Du principe énoncé ci-dessus au montage de l’expérience réelle à partir de zéro, il y a vraiment un très grand pas à franchir (il y en aurait un autre tout aussi important pour passer à une simulation numérique correcte, qui n’est pas prévue pour l’instant).
Le design global de l’installation en cours de construction est le suivant :
La boucle est constituée d'une circulation courte comprenant une partie tubulure munie d’un injecteur de bulles et deux cuves, l'une est destinée à recevoir le circulateur, situé au point haut du circuit, l'autre étant la cuve où s'effectue la séparation entre la phase liquide et la phase gaz. Le détail des couvercles des cuves n’est pas représenté, elles sont munies d’entrées/sortie de gaz, d’entrées de mesures de température et de niveau, et pour le circulateur, du passage de l’axe du rotor.
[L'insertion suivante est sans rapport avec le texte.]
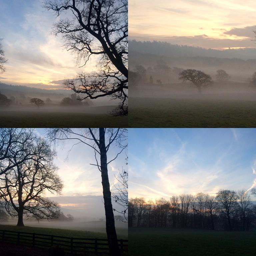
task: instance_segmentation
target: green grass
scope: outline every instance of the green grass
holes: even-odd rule
[[[129,256],[253,256],[256,232],[129,228]]]
[[[36,228],[34,227],[17,227],[11,225],[1,225],[0,229],[4,229],[11,231],[19,231],[30,233],[37,233],[50,235],[66,236],[68,237],[77,238],[99,238],[106,239],[107,234],[91,232],[82,230],[75,230],[69,229],[62,229],[57,228]],[[123,237],[121,238],[123,238]],[[126,239],[127,237],[123,238]]]
[[[130,98],[128,127],[255,127],[256,101]]]
[[[127,117],[109,114],[24,111],[0,112],[1,127],[120,127],[127,126]]]

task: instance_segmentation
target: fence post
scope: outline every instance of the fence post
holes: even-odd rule
[[[3,242],[4,240],[4,232],[5,232],[5,230],[3,231],[3,234],[2,234],[2,240]]]
[[[18,238],[17,239],[17,243],[18,244],[20,244],[20,232],[18,232]]]
[[[70,252],[72,255],[73,255],[73,238],[70,238]]]
[[[32,242],[32,244],[33,247],[35,247],[35,233],[33,233],[33,241]]]
[[[120,240],[120,243],[121,245],[121,253],[122,254],[124,252],[124,245],[122,239]]]
[[[96,255],[98,255],[98,244],[97,242],[97,239],[95,239],[95,252],[96,253]]]

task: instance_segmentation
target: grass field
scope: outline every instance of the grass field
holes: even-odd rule
[[[127,118],[114,117],[106,114],[0,111],[1,127],[125,127],[128,123]]]
[[[12,231],[20,231],[28,233],[35,233],[46,235],[67,236],[69,237],[79,238],[107,238],[106,233],[91,232],[82,230],[70,230],[62,229],[37,228],[34,227],[17,227],[11,225],[0,225],[0,229]],[[124,239],[126,239],[127,237]]]
[[[129,256],[253,256],[256,232],[129,228]]]
[[[130,98],[128,126],[255,127],[256,101]]]

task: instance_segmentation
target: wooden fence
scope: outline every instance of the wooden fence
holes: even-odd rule
[[[109,255],[107,239],[78,238],[0,230],[0,239],[1,238],[3,242],[33,247],[49,249],[52,246],[58,246],[72,255],[84,255],[86,253],[96,255]],[[122,254],[128,255],[128,240],[121,239],[118,241]]]

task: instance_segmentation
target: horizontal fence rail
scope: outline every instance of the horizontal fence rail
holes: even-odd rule
[[[94,253],[96,255],[109,254],[107,239],[67,237],[60,236],[28,233],[0,229],[0,239],[2,242],[33,247],[49,248],[58,246],[71,254]],[[118,240],[122,254],[128,254],[128,240]]]

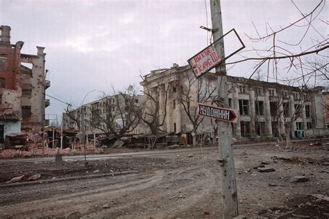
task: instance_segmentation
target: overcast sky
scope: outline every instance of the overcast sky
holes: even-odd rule
[[[296,1],[304,12],[319,1]],[[24,42],[22,53],[36,54],[36,46],[46,47],[51,82],[47,94],[78,106],[90,91],[96,90],[85,103],[99,97],[100,91],[110,92],[112,86],[138,85],[140,75],[151,70],[187,64],[207,46],[206,31],[199,28],[207,21],[211,27],[206,3],[207,7],[203,0],[0,0],[0,24],[11,26],[12,44]],[[264,33],[266,21],[278,29],[301,17],[288,0],[223,0],[221,8],[224,33],[235,28],[249,46],[244,33],[255,36],[252,22]],[[328,4],[320,18],[328,21]],[[326,37],[327,27],[321,29]],[[280,37],[294,42],[300,35],[294,30]],[[225,42],[226,50],[236,48],[230,42]],[[228,74],[248,77],[253,64],[235,66]],[[49,98],[47,113],[60,114],[65,105]]]

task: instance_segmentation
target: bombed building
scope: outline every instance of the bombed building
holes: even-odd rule
[[[202,134],[214,133],[215,123],[210,119],[199,117],[197,103],[216,102],[217,83],[214,74],[196,80],[189,66],[174,64],[170,69],[152,71],[140,84],[144,92],[158,100],[159,120],[164,119],[159,130]],[[228,103],[224,105],[239,114],[237,122],[232,123],[233,136],[237,139],[285,137],[288,128],[293,138],[328,132],[321,87],[301,89],[232,76],[228,76]]]
[[[40,131],[44,123],[45,80],[44,47],[37,54],[21,53],[24,42],[10,43],[10,27],[0,28],[0,144],[6,135],[22,130]]]

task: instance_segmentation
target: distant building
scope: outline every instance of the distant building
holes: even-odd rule
[[[189,66],[179,67],[174,64],[170,69],[151,71],[144,76],[144,80],[140,83],[144,91],[158,94],[154,96],[159,100],[160,118],[166,116],[162,129],[167,133],[188,133],[193,130],[193,124],[180,103],[182,94],[186,94],[186,90],[191,89],[190,115],[195,116],[196,111],[194,110],[197,107],[198,89],[205,90],[205,87],[212,89],[217,86],[217,76],[214,74],[204,76],[204,80],[207,78],[206,83],[199,87],[196,82],[189,85],[189,78],[192,77],[194,74]],[[239,114],[237,123],[232,125],[233,136],[237,139],[285,136],[285,123],[301,105],[303,107],[303,109],[300,107],[301,112],[292,124],[291,135],[297,137],[328,132],[324,129],[323,87],[301,93],[296,87],[232,76],[228,76],[228,83],[229,92],[226,107],[235,110]],[[160,91],[160,86],[162,89],[163,87],[168,88],[167,105],[164,100],[165,94]],[[203,103],[212,104],[211,100]],[[164,114],[164,109],[166,114]],[[211,132],[214,124],[210,119],[205,119],[196,134]]]
[[[110,107],[107,106],[104,103],[105,98],[110,100],[110,103],[111,103]],[[119,101],[119,104],[117,103],[117,100]],[[137,106],[139,105],[143,101],[143,96],[137,95],[134,101]],[[117,129],[119,129],[119,126],[121,125],[121,123],[125,122],[125,117],[126,114],[127,114],[125,112],[124,109],[124,99],[121,96],[121,95],[108,96],[106,98],[84,104],[81,107],[71,110],[70,112],[70,114],[71,115],[71,116],[69,116],[67,113],[63,113],[63,128],[78,130],[77,122],[81,123],[81,113],[83,113],[85,124],[84,130],[86,131],[86,133],[88,134],[94,133],[96,134],[103,134],[103,132],[101,130],[92,127],[92,125],[91,125],[91,122],[95,117],[101,116],[103,119],[106,118],[106,114],[108,110],[111,111],[112,113],[117,112],[118,110],[119,110],[117,107],[118,105],[121,106],[121,108],[120,110],[121,110],[123,112],[124,116],[124,118],[121,118],[121,116],[119,115],[115,118]],[[136,128],[132,130],[130,134],[140,134],[142,133],[143,131],[144,128],[142,128],[137,125]]]
[[[44,77],[44,48],[37,46],[37,55],[22,54],[23,45],[11,44],[10,27],[0,27],[0,146],[8,134],[40,131],[49,105],[44,98],[50,86]]]

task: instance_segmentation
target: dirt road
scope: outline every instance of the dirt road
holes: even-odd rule
[[[327,218],[329,185],[328,145],[272,145],[235,150],[239,210],[248,217]],[[1,218],[221,218],[220,173],[215,148],[167,150],[140,156],[51,163],[2,164]],[[263,161],[275,171],[254,168]],[[127,175],[64,180],[9,187],[21,175],[40,173],[42,179],[138,170]],[[292,182],[300,175],[306,182]],[[27,177],[23,179],[26,181]],[[321,195],[323,196],[310,195]]]

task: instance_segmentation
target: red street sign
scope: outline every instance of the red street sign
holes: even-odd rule
[[[221,61],[221,58],[213,46],[206,47],[187,60],[196,78],[212,69]]]
[[[236,123],[237,116],[233,109],[219,108],[198,103],[198,114],[230,123]]]

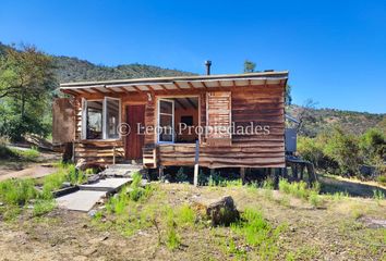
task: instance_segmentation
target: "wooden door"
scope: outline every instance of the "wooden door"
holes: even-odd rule
[[[125,110],[126,123],[131,128],[125,138],[125,156],[128,160],[140,160],[145,136],[141,134],[138,124],[145,126],[145,105],[126,105]]]

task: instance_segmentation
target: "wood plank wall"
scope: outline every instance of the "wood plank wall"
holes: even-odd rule
[[[269,135],[233,135],[231,145],[215,147],[206,145],[201,137],[200,165],[207,167],[284,167],[285,166],[285,85],[249,86],[236,88],[208,88],[208,91],[231,91],[232,121],[237,125],[248,125],[251,121],[256,125],[269,125]],[[146,126],[156,126],[156,97],[174,95],[198,95],[201,108],[201,126],[206,125],[206,89],[186,89],[153,91],[152,99],[146,94],[113,94],[122,98],[122,122],[124,105],[128,102],[143,102]],[[88,99],[101,98],[101,95],[82,95]],[[75,160],[101,164],[112,163],[112,149],[117,148],[124,159],[124,138],[117,141],[82,140],[82,102],[81,96],[76,103],[76,142]],[[156,146],[155,135],[145,135],[145,147]],[[194,145],[159,145],[158,165],[193,165]]]

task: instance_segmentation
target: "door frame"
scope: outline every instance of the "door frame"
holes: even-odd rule
[[[122,113],[122,122],[125,123],[125,124],[129,124],[129,121],[128,121],[128,107],[130,105],[142,105],[144,107],[144,111],[143,111],[143,119],[144,119],[144,123],[145,123],[145,116],[146,116],[146,102],[124,102],[123,105],[122,105],[122,109],[123,109],[123,113]],[[136,123],[135,123],[136,124]],[[135,126],[136,127],[136,126]],[[134,130],[132,126],[130,126],[131,128],[131,132]],[[129,134],[130,135],[130,134]],[[129,151],[128,151],[128,137],[129,135],[124,135],[124,139],[123,139],[123,146],[124,146],[124,159],[125,160],[142,160],[143,158],[143,152],[142,152],[142,148],[141,148],[141,157],[138,159],[129,159]],[[143,139],[145,139],[145,137],[143,137]]]
[[[159,123],[160,123],[160,103],[161,101],[170,102],[171,103],[171,141],[161,141],[159,140],[159,135],[156,132],[157,135],[157,144],[174,144],[174,100],[172,99],[167,99],[167,98],[159,98],[157,99],[157,130],[159,129]]]

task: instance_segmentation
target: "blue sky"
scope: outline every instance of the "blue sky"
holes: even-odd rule
[[[0,41],[96,64],[289,70],[293,102],[386,113],[386,1],[0,2]]]

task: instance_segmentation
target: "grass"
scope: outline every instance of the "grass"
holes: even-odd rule
[[[59,164],[56,173],[43,178],[41,191],[36,188],[36,179],[7,179],[0,182],[0,201],[5,204],[1,210],[4,220],[13,220],[23,212],[24,206],[33,204],[33,216],[41,216],[56,207],[52,191],[61,188],[63,182],[79,184],[84,182],[87,175],[75,170],[72,164]]]
[[[281,178],[279,181],[279,190],[291,195],[295,198],[300,198],[304,201],[309,201],[314,208],[319,207],[323,203],[318,191],[321,189],[319,184],[314,184],[312,188],[307,187],[307,184],[304,182],[299,183],[289,183],[288,181]]]
[[[275,260],[279,253],[277,241],[287,225],[273,225],[266,221],[262,212],[245,209],[241,219],[231,224],[231,231],[242,236],[248,246],[256,248],[262,260]]]
[[[176,221],[182,227],[194,226],[196,214],[189,204],[182,204],[176,210]]]
[[[384,200],[385,199],[385,194],[379,189],[374,189],[373,196],[374,196],[375,200]]]
[[[34,203],[33,215],[41,216],[51,212],[56,208],[56,202],[52,199],[39,199]]]
[[[17,159],[21,161],[36,161],[40,156],[40,152],[36,147],[32,147],[27,150],[21,150],[16,148],[9,148],[4,144],[0,144],[0,159]]]
[[[37,195],[33,179],[7,179],[0,183],[0,199],[8,204],[24,206]]]
[[[386,186],[386,175],[379,175],[376,181],[381,183],[383,186]]]

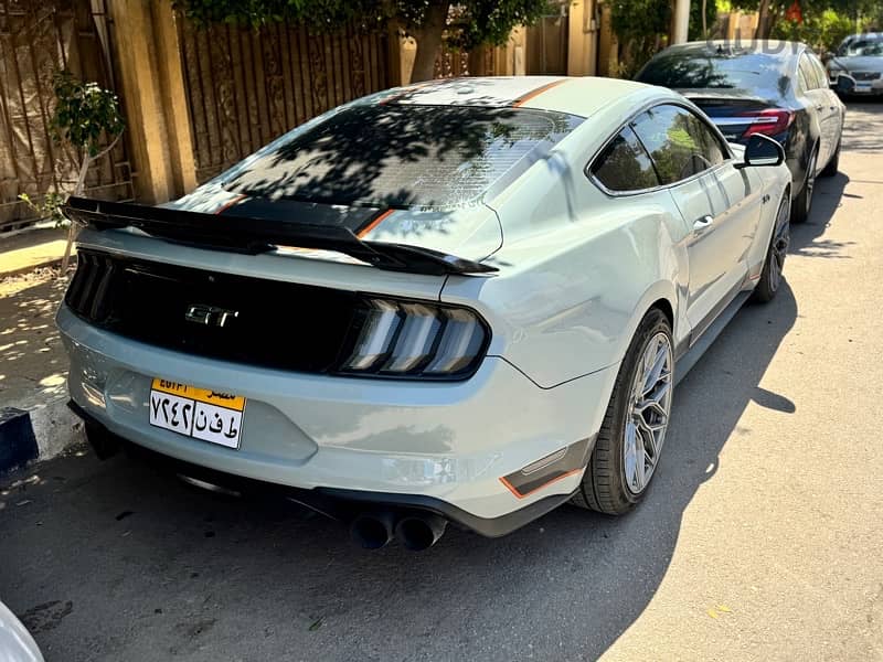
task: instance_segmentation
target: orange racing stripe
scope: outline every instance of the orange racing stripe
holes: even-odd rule
[[[544,92],[549,92],[553,87],[557,87],[562,83],[566,83],[566,82],[567,82],[566,78],[562,78],[561,81],[552,81],[552,83],[546,83],[545,85],[541,85],[536,89],[525,94],[523,97],[515,99],[515,102],[512,104],[512,107],[513,108],[519,108],[519,107],[523,106],[524,104],[526,104],[528,102],[530,102],[532,98],[538,97],[541,94],[543,94]]]
[[[389,217],[390,214],[392,214],[394,211],[395,210],[386,210],[385,212],[377,214],[374,217],[374,220],[371,221],[371,223],[369,223],[368,225],[365,225],[362,229],[360,229],[359,234],[357,234],[355,236],[361,239],[363,236],[365,236],[368,233],[374,229],[377,225],[380,225],[383,222],[383,220]]]

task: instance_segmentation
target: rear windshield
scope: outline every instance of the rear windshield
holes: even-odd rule
[[[653,57],[638,75],[641,83],[680,89],[777,89],[786,61],[766,53],[701,49]]]
[[[224,181],[248,195],[344,205],[474,204],[582,118],[526,108],[359,105]]]

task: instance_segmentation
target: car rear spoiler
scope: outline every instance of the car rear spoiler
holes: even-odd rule
[[[180,244],[257,255],[277,245],[334,250],[379,269],[428,275],[490,274],[496,267],[422,246],[363,242],[351,229],[333,225],[280,222],[246,216],[219,216],[91,197],[70,197],[62,206],[72,221],[98,231],[137,227]]]

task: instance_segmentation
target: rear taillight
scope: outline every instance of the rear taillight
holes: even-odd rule
[[[350,333],[340,372],[412,378],[468,376],[489,339],[469,309],[374,297],[360,306]]]
[[[781,110],[779,108],[768,108],[766,110],[748,110],[747,113],[740,113],[738,117],[744,117],[748,128],[742,135],[742,138],[749,138],[755,134],[763,134],[764,136],[777,136],[785,131],[794,121],[794,113],[790,110]]]

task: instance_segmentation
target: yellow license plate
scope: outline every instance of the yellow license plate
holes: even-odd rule
[[[179,435],[238,448],[245,398],[155,377],[150,385],[150,425]]]

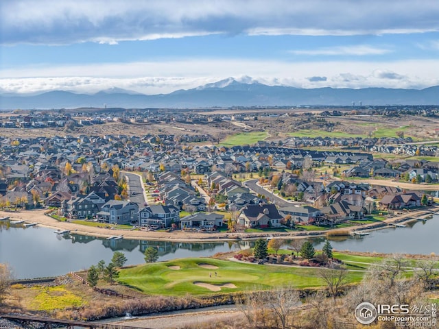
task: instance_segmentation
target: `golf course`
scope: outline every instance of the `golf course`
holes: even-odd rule
[[[123,269],[117,281],[147,295],[201,295],[252,291],[255,287],[324,287],[318,270],[315,267],[262,265],[211,258],[185,258]],[[361,268],[348,271],[347,282],[359,282],[364,273]]]

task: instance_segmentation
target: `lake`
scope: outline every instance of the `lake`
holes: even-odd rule
[[[439,254],[439,216],[425,222],[418,221],[407,228],[388,228],[362,238],[331,239],[337,250],[383,253]],[[312,240],[321,249],[324,239]],[[8,263],[16,278],[55,276],[88,268],[103,259],[110,262],[115,251],[123,252],[126,265],[145,262],[143,252],[153,246],[158,260],[213,256],[217,252],[246,249],[251,241],[186,243],[143,240],[107,240],[78,234],[58,234],[49,228],[23,228],[0,222],[0,263]]]

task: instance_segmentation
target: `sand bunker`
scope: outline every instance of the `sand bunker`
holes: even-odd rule
[[[204,263],[200,263],[198,264],[198,266],[202,267],[203,269],[216,269],[218,268],[217,266],[211,265],[210,264],[206,264]]]
[[[210,283],[195,282],[193,284],[195,286],[202,287],[206,288],[211,291],[220,291],[222,288],[236,288],[237,287],[233,283],[223,283],[220,284],[211,284]]]

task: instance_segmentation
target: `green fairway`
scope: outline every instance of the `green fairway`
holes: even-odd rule
[[[203,264],[209,264],[211,268],[200,266]],[[199,258],[123,269],[119,272],[118,282],[148,295],[182,296],[187,293],[214,293],[208,288],[195,285],[196,282],[217,287],[228,284],[236,287],[222,287],[217,293],[250,291],[255,287],[268,289],[283,285],[292,285],[298,289],[324,286],[317,273],[316,268],[259,265]],[[348,272],[348,282],[359,282],[362,276],[361,271]]]
[[[221,141],[220,145],[231,147],[237,145],[252,145],[259,141],[263,141],[268,136],[265,132],[242,132],[228,136]]]

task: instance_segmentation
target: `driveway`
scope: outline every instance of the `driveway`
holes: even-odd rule
[[[127,173],[126,171],[123,171],[123,173],[126,178],[126,182],[128,185],[128,200],[137,204],[139,209],[145,208],[146,196],[142,176],[137,173]]]
[[[285,200],[281,197],[278,197],[276,194],[261,186],[260,185],[257,184],[257,182],[258,180],[250,180],[245,182],[244,183],[244,186],[249,188],[255,193],[261,194],[262,195],[264,195],[265,197],[268,197],[271,202],[277,204],[280,207],[287,207],[289,206],[293,206],[294,204],[305,204],[302,202],[291,202]]]

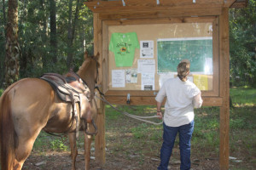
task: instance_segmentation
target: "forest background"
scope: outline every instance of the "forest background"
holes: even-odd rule
[[[45,72],[76,71],[85,50],[93,54],[93,14],[83,3],[1,2],[0,88]],[[230,85],[256,87],[255,0],[248,0],[247,8],[230,9]]]

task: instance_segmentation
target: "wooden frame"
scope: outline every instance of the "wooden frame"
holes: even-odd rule
[[[229,8],[243,8],[247,0],[125,0],[103,2],[96,0],[84,3],[94,13],[94,52],[101,56],[101,90],[106,93],[108,101],[125,104],[127,92],[108,91],[108,26],[113,25],[206,22],[212,20],[215,33],[213,38],[213,65],[215,79],[213,90],[203,93],[204,105],[220,107],[220,170],[229,169],[229,118],[230,118],[230,47],[229,47]],[[195,3],[193,3],[195,2]],[[155,105],[155,92],[129,91],[132,99],[131,105]],[[105,104],[98,101],[96,137],[96,161],[103,165],[105,152]]]
[[[212,22],[213,29],[213,89],[211,91],[202,92],[203,98],[213,97],[213,101],[210,99],[204,99],[204,105],[211,106],[221,106],[222,99],[219,98],[218,93],[218,18],[217,17],[187,17],[187,18],[169,18],[169,19],[159,19],[153,20],[102,20],[102,60],[108,61],[108,26],[126,26],[126,25],[154,25],[154,24],[172,24],[172,23],[201,23],[201,22]],[[108,62],[104,63],[103,71],[103,82],[108,82]],[[141,91],[141,90],[108,90],[108,83],[102,84],[103,93],[108,101],[110,103],[126,105],[126,96],[129,94],[131,96],[130,105],[155,105],[155,95],[157,91]]]

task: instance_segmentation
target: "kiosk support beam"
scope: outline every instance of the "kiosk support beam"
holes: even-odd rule
[[[94,27],[94,54],[100,53],[100,63],[102,60],[102,21],[99,19],[99,14],[93,14]],[[100,88],[102,87],[102,67],[99,68],[99,83]],[[102,90],[102,89],[101,89]],[[105,105],[99,100],[100,107],[98,108],[96,125],[98,133],[95,139],[96,160],[100,166],[106,162],[106,142],[105,142]]]
[[[219,167],[229,169],[230,156],[230,45],[229,8],[223,8],[219,16],[219,94],[223,98],[220,107],[219,125]]]

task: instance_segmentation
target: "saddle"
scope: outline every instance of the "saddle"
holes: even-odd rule
[[[68,75],[73,75],[74,76],[63,76],[56,73],[44,73],[40,78],[48,82],[57,94],[57,96],[64,102],[80,102],[80,94],[85,94],[86,98],[89,99],[89,88],[84,85],[84,90],[78,88],[77,87],[80,84],[78,82],[79,76],[71,71]]]

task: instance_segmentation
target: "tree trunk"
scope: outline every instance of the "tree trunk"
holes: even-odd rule
[[[56,3],[49,0],[49,27],[50,27],[50,56],[53,63],[57,63],[57,27],[56,27]]]
[[[40,0],[39,1],[39,4],[40,4],[40,10],[42,11],[45,11],[45,2],[44,0]],[[44,17],[42,18],[42,20],[41,20],[41,26],[42,26],[42,61],[43,61],[43,68],[44,70],[46,70],[47,68],[47,62],[49,61],[49,57],[46,54],[46,49],[45,49],[45,47],[46,47],[46,44],[47,44],[47,16],[46,16],[46,14],[44,13]]]
[[[6,14],[5,14],[5,0],[3,0],[3,5],[2,5],[2,9],[3,9],[3,20],[0,21],[2,22],[2,26],[6,25]],[[4,49],[4,48],[3,48]],[[3,82],[4,82],[4,70],[5,70],[5,65],[4,65],[4,59],[5,59],[5,54],[3,53],[3,54],[0,54],[0,88],[3,86]]]
[[[18,0],[9,0],[6,26],[5,82],[9,86],[19,79],[20,48],[18,42]]]
[[[74,19],[73,20],[72,19],[72,7],[73,7],[73,0],[69,0],[69,20],[68,20],[68,30],[67,30],[67,47],[69,48],[67,51],[67,67],[72,68],[73,67],[73,40],[75,37],[75,31],[76,31],[76,23],[78,20],[79,12],[79,7],[80,7],[80,2],[79,0],[77,0],[77,6],[76,6],[76,11],[74,14]]]

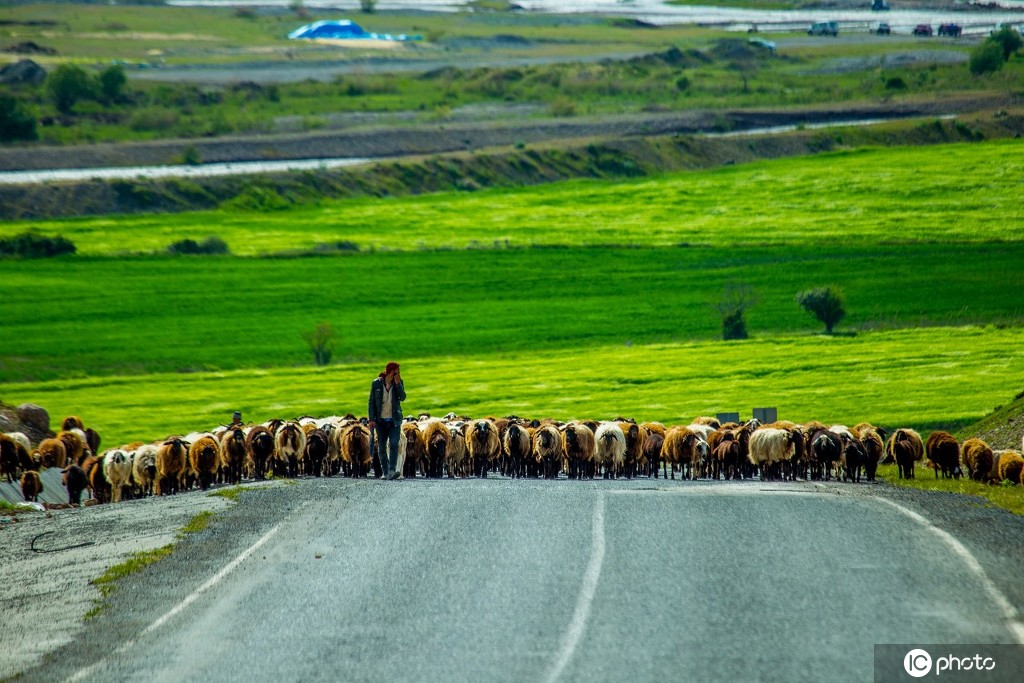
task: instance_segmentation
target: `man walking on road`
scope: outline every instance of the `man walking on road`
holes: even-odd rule
[[[398,438],[401,435],[401,401],[406,400],[406,384],[401,381],[397,362],[389,362],[370,385],[367,405],[369,427],[377,440],[377,458],[385,479],[397,479]]]

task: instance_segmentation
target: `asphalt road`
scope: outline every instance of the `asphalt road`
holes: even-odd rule
[[[124,582],[25,680],[863,681],[876,643],[1017,642],[1017,518],[893,492],[304,480]],[[957,540],[979,524],[1006,528]]]

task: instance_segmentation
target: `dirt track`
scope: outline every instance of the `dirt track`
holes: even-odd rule
[[[800,110],[688,111],[611,118],[546,119],[512,123],[432,123],[362,130],[333,130],[288,135],[175,139],[129,144],[93,144],[8,150],[0,171],[51,168],[150,166],[179,163],[185,146],[195,146],[204,162],[337,157],[387,158],[432,155],[590,137],[630,137],[771,126],[852,121],[857,119],[942,116],[1011,105],[1012,95],[947,97],[925,102],[869,103]]]

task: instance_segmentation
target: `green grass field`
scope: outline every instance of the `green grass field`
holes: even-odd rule
[[[359,414],[397,358],[410,413],[674,422],[775,405],[794,420],[958,428],[1024,376],[1019,144],[34,223],[91,255],[3,262],[0,398],[79,414],[113,444],[233,410]],[[211,232],[252,255],[355,239],[343,220],[380,242],[318,258],[119,255]],[[474,240],[489,248],[462,248]],[[624,246],[647,240],[660,246]],[[528,244],[567,246],[515,247]],[[729,284],[757,294],[751,340],[716,340]],[[855,335],[818,335],[795,303],[828,284],[847,293],[839,331]],[[317,321],[340,333],[326,369],[301,339]]]
[[[345,240],[369,250],[471,246],[785,246],[1018,242],[1019,140],[867,148],[631,181],[578,180],[479,193],[325,201],[286,212],[237,211],[54,221],[34,227],[79,253],[166,250],[223,239],[243,256]]]

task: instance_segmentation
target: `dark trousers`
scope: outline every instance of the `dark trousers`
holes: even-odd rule
[[[394,420],[377,420],[377,459],[381,461],[381,469],[386,476],[398,467],[398,438],[401,436],[401,425]]]

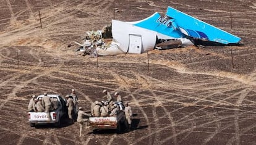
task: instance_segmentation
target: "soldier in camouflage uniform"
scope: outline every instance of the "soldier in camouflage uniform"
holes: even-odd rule
[[[80,131],[79,131],[79,136],[82,136],[82,131],[83,130],[83,123],[85,122],[85,128],[87,126],[87,120],[89,117],[91,117],[92,115],[90,114],[87,114],[83,111],[83,109],[82,107],[80,107],[79,108],[79,110],[77,115],[77,123],[79,123],[80,126]]]
[[[33,95],[32,98],[31,98],[30,101],[29,101],[28,106],[28,111],[36,111],[34,109],[35,104],[35,98],[36,98],[35,95]]]

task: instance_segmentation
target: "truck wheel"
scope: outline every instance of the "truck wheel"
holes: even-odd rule
[[[29,123],[29,125],[30,126],[30,127],[35,127],[35,124],[32,123]]]

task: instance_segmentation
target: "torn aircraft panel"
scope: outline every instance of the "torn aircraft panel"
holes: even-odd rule
[[[113,20],[112,25],[104,30],[103,38],[112,35],[111,43],[106,44],[101,39],[101,31],[98,31],[88,33],[83,44],[75,43],[80,46],[80,49],[84,49],[84,52],[95,56],[141,54],[155,48],[167,49],[190,45],[238,45],[241,40],[236,36],[171,7],[168,7],[163,17],[155,12],[136,22]]]

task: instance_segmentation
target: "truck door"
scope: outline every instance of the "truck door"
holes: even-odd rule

La boucle est séparée du réservoir de sel par deux systèmes distincts. L’un est une vanne de type boisseau sphérique et l’autre un dispositif permettant de former un bouchon de sel solidifié bloquant le passage du liquide. Les deux sont montés sur l’installation, le suivi de leur comportement fait partie des objectifs du projet.
La réalistion mécanique de l’ensemble est faite au laboratoire. L’assemblage de certaines parties est préparé en place, comme le montre la photographie ci-dessous.
Le mélange de sel nécessaire au projet a été fabriqué dans les boîtes à gants du laboratoire sous forme de blocs de 6,5 kg environ (180 kg en tout). Ce sel est à présent dans le réservoir et a déjà permis de tester une partie du fonctionnement du circuit (ensemble réservoir, vanne et « bouchon froid »).
La mise en fonctionnement du circuit complet se fera courant 2013.